Ich bin Tel Aviver. Tel Aviv ist mein Zuhause. Aber Jerusalem
liebte ich. Liebte – im Imperfekt.
Während der 10 Jahre, in denen ich Knessetmitglied war, verbrachte
ich die halbe Woche in Jerusalem – vor und nach dem Sechs-Tage-Krieg.
Jedes Mal, wenn ich nach Jerusalem kam, atmete ich tief durch. Ich
liebte die Stadt fast physisch – ihre Steinhäuser, die Berge drum
herum, ihre trockene Luft. Und jede Woche, wenn ich nach Tel Aviv
hinunter kam, murrte ich über seine Feuchtigkeit.
Nach dem Sechs-Tage-Krieg liebte ich Jerusalem noch mehr: den
hinzugekommenen östlichen Teil der Stadt – das orientalische
Ambiente, die schönen Moscheen, die eindrucksvolle Altstadtmauer,
das Damaskustor, den Bazar mit seinen speziellen Geräuschen, das
unglaubliche Gemisch von Sprachen, Typen, Menschen …
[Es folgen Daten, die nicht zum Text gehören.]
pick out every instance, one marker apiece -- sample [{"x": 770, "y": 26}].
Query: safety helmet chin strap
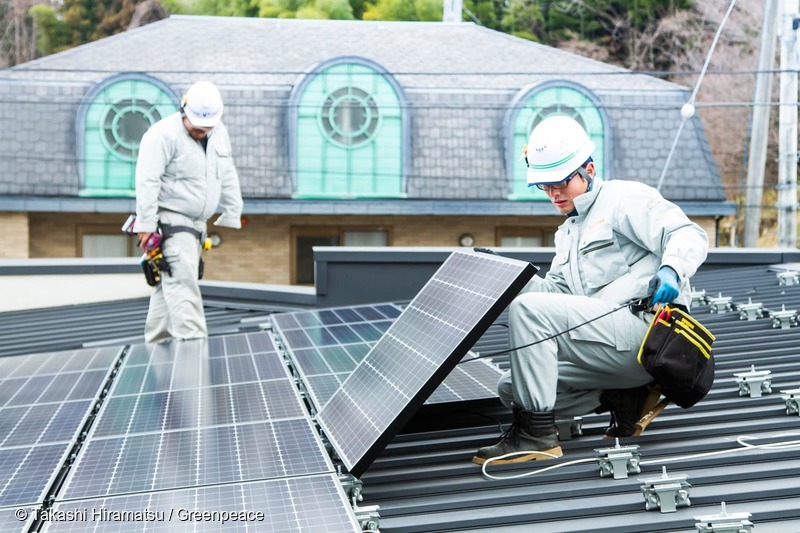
[{"x": 585, "y": 175}]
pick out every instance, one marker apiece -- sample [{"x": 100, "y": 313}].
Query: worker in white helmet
[
  {"x": 184, "y": 173},
  {"x": 621, "y": 240}
]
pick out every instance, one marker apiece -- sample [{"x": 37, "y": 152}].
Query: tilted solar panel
[
  {"x": 419, "y": 349},
  {"x": 326, "y": 346}
]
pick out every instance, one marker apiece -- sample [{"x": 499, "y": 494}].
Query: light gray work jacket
[
  {"x": 623, "y": 233},
  {"x": 174, "y": 173}
]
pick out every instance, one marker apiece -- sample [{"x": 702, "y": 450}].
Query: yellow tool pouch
[{"x": 676, "y": 351}]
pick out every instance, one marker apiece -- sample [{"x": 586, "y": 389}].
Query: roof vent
[
  {"x": 754, "y": 383},
  {"x": 784, "y": 319},
  {"x": 698, "y": 297},
  {"x": 750, "y": 310},
  {"x": 724, "y": 522},
  {"x": 790, "y": 277},
  {"x": 619, "y": 461},
  {"x": 720, "y": 304},
  {"x": 569, "y": 427},
  {"x": 666, "y": 492},
  {"x": 792, "y": 399}
]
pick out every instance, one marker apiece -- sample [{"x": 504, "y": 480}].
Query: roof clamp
[
  {"x": 569, "y": 427},
  {"x": 784, "y": 319},
  {"x": 792, "y": 399},
  {"x": 720, "y": 304},
  {"x": 789, "y": 277},
  {"x": 698, "y": 297},
  {"x": 666, "y": 492},
  {"x": 750, "y": 310},
  {"x": 368, "y": 517},
  {"x": 619, "y": 460},
  {"x": 724, "y": 522},
  {"x": 754, "y": 383}
]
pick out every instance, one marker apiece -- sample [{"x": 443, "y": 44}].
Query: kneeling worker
[
  {"x": 183, "y": 174},
  {"x": 621, "y": 240}
]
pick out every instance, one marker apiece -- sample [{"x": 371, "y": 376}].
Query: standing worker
[
  {"x": 621, "y": 241},
  {"x": 184, "y": 173}
]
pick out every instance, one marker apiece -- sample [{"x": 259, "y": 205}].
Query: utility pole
[
  {"x": 452, "y": 10},
  {"x": 759, "y": 127},
  {"x": 787, "y": 128}
]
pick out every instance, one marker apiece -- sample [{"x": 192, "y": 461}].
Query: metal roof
[{"x": 424, "y": 480}]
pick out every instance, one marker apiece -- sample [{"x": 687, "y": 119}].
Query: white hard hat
[
  {"x": 202, "y": 105},
  {"x": 557, "y": 147}
]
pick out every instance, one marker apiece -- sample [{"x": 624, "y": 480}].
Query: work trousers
[
  {"x": 176, "y": 305},
  {"x": 567, "y": 373}
]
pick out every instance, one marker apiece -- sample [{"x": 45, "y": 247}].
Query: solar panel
[
  {"x": 194, "y": 413},
  {"x": 419, "y": 349},
  {"x": 310, "y": 503},
  {"x": 326, "y": 346},
  {"x": 45, "y": 400}
]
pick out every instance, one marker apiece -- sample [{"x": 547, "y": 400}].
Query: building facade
[{"x": 344, "y": 133}]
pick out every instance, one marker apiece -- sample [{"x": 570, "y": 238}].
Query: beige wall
[
  {"x": 261, "y": 251},
  {"x": 14, "y": 228}
]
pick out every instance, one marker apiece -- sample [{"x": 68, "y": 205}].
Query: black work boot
[
  {"x": 530, "y": 432},
  {"x": 627, "y": 407}
]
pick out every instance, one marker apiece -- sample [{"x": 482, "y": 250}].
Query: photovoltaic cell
[
  {"x": 419, "y": 349},
  {"x": 192, "y": 413},
  {"x": 327, "y": 345},
  {"x": 309, "y": 503}
]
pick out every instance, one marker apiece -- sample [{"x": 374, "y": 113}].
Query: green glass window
[
  {"x": 349, "y": 134},
  {"x": 553, "y": 99},
  {"x": 114, "y": 118}
]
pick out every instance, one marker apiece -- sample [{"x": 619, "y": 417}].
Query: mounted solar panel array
[
  {"x": 417, "y": 352},
  {"x": 183, "y": 416},
  {"x": 45, "y": 400},
  {"x": 326, "y": 346}
]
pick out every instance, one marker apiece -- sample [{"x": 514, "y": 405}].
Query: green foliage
[
  {"x": 418, "y": 10},
  {"x": 51, "y": 32}
]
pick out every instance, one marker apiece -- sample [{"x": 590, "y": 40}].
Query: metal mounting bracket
[
  {"x": 720, "y": 304},
  {"x": 569, "y": 427},
  {"x": 789, "y": 277},
  {"x": 754, "y": 383},
  {"x": 667, "y": 492},
  {"x": 724, "y": 522},
  {"x": 792, "y": 399},
  {"x": 368, "y": 517},
  {"x": 619, "y": 461},
  {"x": 750, "y": 310}
]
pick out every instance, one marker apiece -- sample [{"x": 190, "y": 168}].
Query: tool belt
[{"x": 676, "y": 351}]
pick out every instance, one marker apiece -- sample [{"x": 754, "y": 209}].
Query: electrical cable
[
  {"x": 687, "y": 111},
  {"x": 742, "y": 440}
]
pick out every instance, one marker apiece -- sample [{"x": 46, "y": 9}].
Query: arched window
[
  {"x": 348, "y": 125},
  {"x": 534, "y": 105},
  {"x": 112, "y": 118}
]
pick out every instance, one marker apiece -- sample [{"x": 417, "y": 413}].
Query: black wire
[{"x": 634, "y": 302}]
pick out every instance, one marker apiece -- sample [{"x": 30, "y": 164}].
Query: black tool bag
[{"x": 676, "y": 351}]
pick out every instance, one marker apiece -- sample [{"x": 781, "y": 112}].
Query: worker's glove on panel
[
  {"x": 485, "y": 251},
  {"x": 663, "y": 288}
]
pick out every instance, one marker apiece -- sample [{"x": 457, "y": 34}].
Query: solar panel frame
[{"x": 454, "y": 308}]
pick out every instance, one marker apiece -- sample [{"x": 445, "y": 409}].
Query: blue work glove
[{"x": 664, "y": 287}]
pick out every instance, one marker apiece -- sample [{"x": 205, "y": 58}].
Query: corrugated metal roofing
[{"x": 424, "y": 480}]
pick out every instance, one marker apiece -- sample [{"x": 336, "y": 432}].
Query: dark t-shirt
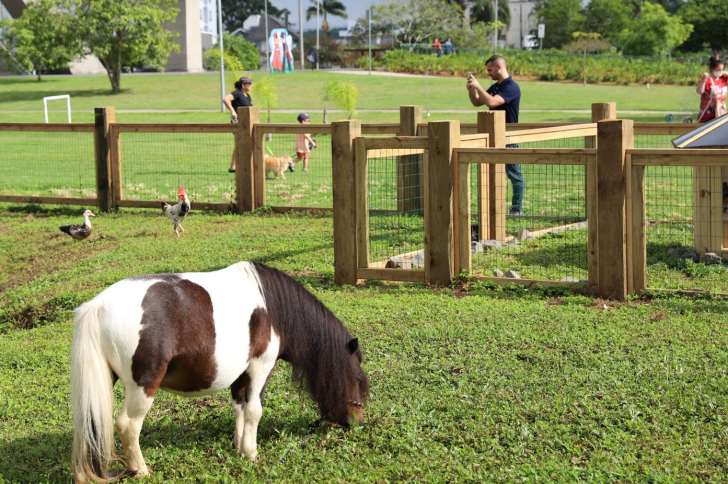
[
  {"x": 511, "y": 94},
  {"x": 240, "y": 100}
]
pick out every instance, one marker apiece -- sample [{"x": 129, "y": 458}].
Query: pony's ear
[{"x": 352, "y": 345}]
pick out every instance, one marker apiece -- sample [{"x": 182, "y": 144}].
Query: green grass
[
  {"x": 472, "y": 383},
  {"x": 21, "y": 97}
]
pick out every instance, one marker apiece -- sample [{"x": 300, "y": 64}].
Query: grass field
[
  {"x": 21, "y": 97},
  {"x": 470, "y": 383}
]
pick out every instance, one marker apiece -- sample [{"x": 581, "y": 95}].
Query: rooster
[
  {"x": 79, "y": 232},
  {"x": 179, "y": 211}
]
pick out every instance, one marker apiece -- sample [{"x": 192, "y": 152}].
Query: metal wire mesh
[
  {"x": 310, "y": 184},
  {"x": 549, "y": 241},
  {"x": 683, "y": 222},
  {"x": 47, "y": 164},
  {"x": 396, "y": 211},
  {"x": 155, "y": 165}
]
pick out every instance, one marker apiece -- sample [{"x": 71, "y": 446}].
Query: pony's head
[{"x": 357, "y": 388}]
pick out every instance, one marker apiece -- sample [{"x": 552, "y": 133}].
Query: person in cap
[
  {"x": 304, "y": 143},
  {"x": 240, "y": 97}
]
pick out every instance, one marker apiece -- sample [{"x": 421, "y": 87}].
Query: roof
[
  {"x": 709, "y": 135},
  {"x": 253, "y": 29}
]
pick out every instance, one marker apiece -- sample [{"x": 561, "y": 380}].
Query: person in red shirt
[
  {"x": 712, "y": 89},
  {"x": 437, "y": 47}
]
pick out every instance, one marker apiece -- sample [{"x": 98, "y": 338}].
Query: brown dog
[{"x": 277, "y": 166}]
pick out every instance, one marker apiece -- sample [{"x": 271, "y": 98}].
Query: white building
[{"x": 208, "y": 23}]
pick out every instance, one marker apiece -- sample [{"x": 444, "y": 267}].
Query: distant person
[
  {"x": 712, "y": 89},
  {"x": 502, "y": 95},
  {"x": 240, "y": 97},
  {"x": 448, "y": 47},
  {"x": 304, "y": 143},
  {"x": 437, "y": 47}
]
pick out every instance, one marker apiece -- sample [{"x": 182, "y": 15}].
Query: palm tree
[{"x": 327, "y": 7}]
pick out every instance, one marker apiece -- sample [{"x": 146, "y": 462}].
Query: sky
[{"x": 354, "y": 9}]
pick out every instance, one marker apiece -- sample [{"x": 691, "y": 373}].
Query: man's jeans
[{"x": 513, "y": 172}]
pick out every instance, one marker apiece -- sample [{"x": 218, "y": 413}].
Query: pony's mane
[{"x": 313, "y": 341}]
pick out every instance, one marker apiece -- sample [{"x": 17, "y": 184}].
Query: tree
[
  {"x": 125, "y": 33},
  {"x": 586, "y": 42},
  {"x": 654, "y": 32},
  {"x": 416, "y": 21},
  {"x": 707, "y": 17},
  {"x": 235, "y": 12},
  {"x": 327, "y": 7},
  {"x": 42, "y": 38},
  {"x": 607, "y": 18},
  {"x": 562, "y": 18}
]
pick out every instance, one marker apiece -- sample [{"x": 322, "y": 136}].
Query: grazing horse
[{"x": 194, "y": 334}]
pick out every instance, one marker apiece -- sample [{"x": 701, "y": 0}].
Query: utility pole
[
  {"x": 300, "y": 32},
  {"x": 222, "y": 61}
]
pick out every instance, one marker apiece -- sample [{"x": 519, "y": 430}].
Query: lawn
[
  {"x": 470, "y": 383},
  {"x": 21, "y": 97}
]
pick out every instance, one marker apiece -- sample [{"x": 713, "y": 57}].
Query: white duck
[{"x": 80, "y": 232}]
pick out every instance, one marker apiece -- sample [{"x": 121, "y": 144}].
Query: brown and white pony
[{"x": 194, "y": 334}]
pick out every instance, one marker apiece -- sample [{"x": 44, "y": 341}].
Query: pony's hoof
[{"x": 252, "y": 455}]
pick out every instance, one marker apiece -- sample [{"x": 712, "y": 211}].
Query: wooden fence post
[
  {"x": 409, "y": 192},
  {"x": 343, "y": 134},
  {"x": 492, "y": 201},
  {"x": 248, "y": 117},
  {"x": 613, "y": 139},
  {"x": 600, "y": 112},
  {"x": 442, "y": 136},
  {"x": 102, "y": 118},
  {"x": 637, "y": 208}
]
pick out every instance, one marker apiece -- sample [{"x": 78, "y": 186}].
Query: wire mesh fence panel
[
  {"x": 396, "y": 211},
  {"x": 52, "y": 164},
  {"x": 155, "y": 165},
  {"x": 654, "y": 141},
  {"x": 683, "y": 224},
  {"x": 309, "y": 182},
  {"x": 549, "y": 239}
]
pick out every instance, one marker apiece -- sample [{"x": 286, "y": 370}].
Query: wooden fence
[{"x": 614, "y": 172}]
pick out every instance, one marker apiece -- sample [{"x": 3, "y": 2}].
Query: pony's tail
[{"x": 92, "y": 399}]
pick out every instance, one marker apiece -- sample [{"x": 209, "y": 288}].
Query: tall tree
[
  {"x": 654, "y": 32},
  {"x": 417, "y": 21},
  {"x": 128, "y": 33},
  {"x": 235, "y": 12},
  {"x": 42, "y": 38},
  {"x": 327, "y": 7},
  {"x": 607, "y": 18},
  {"x": 562, "y": 18},
  {"x": 707, "y": 18}
]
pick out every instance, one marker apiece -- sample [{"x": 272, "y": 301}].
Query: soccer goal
[{"x": 67, "y": 97}]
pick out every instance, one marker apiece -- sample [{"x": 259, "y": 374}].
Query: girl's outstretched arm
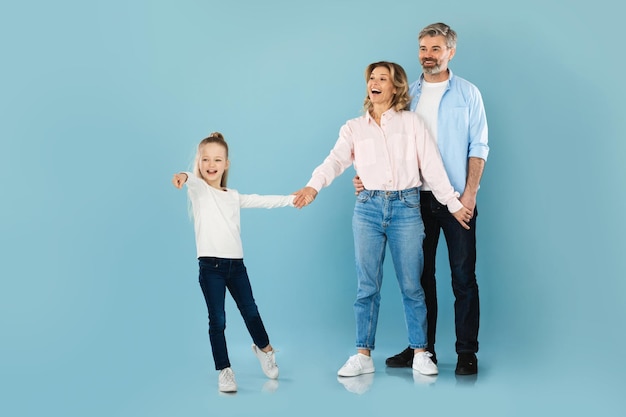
[{"x": 179, "y": 179}]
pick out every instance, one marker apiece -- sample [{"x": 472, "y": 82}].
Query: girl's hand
[
  {"x": 179, "y": 179},
  {"x": 304, "y": 197}
]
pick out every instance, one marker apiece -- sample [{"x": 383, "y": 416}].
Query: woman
[{"x": 390, "y": 148}]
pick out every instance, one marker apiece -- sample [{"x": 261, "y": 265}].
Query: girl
[{"x": 220, "y": 253}]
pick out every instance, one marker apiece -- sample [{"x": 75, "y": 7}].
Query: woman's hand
[
  {"x": 463, "y": 216},
  {"x": 304, "y": 197}
]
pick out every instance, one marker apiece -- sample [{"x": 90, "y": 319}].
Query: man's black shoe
[
  {"x": 404, "y": 359},
  {"x": 467, "y": 364}
]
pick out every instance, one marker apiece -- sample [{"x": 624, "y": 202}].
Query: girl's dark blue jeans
[{"x": 217, "y": 275}]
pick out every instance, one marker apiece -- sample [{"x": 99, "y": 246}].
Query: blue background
[{"x": 101, "y": 102}]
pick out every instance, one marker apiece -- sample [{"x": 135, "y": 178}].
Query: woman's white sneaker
[
  {"x": 226, "y": 380},
  {"x": 423, "y": 364},
  {"x": 268, "y": 362},
  {"x": 358, "y": 364}
]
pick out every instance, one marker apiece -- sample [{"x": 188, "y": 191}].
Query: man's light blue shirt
[{"x": 461, "y": 126}]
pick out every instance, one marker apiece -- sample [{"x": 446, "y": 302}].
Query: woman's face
[{"x": 380, "y": 88}]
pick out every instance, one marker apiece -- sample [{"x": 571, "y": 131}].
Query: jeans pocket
[{"x": 411, "y": 200}]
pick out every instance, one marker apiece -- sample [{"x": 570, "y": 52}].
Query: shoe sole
[
  {"x": 399, "y": 365},
  {"x": 353, "y": 375}
]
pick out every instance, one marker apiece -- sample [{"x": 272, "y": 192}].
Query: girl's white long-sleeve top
[{"x": 216, "y": 216}]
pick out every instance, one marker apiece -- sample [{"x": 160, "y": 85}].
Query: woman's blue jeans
[
  {"x": 391, "y": 218},
  {"x": 217, "y": 275}
]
Ich lernte faszinierende Menschen kennen und ich gewann neue Freunde
– Faissal al-Husseini, Anwar Nusseibeh und seinen Sohn Sari
Nusseibeh und viele andere. Einige Wochen lang schien es, als würde
Jerusalem wirklich vereint sein und zu seinen ruhmreichen Tagen
zurückkehren.
Und dann begann der Prozess, der alles zerstörte – die Stadt, seine
menschliche Struktur, die einzigartige Schönheit und seine
Mannigfaltigkeit.
Die sieben Schleier der Einheit fielen einer nach dem anderen ab.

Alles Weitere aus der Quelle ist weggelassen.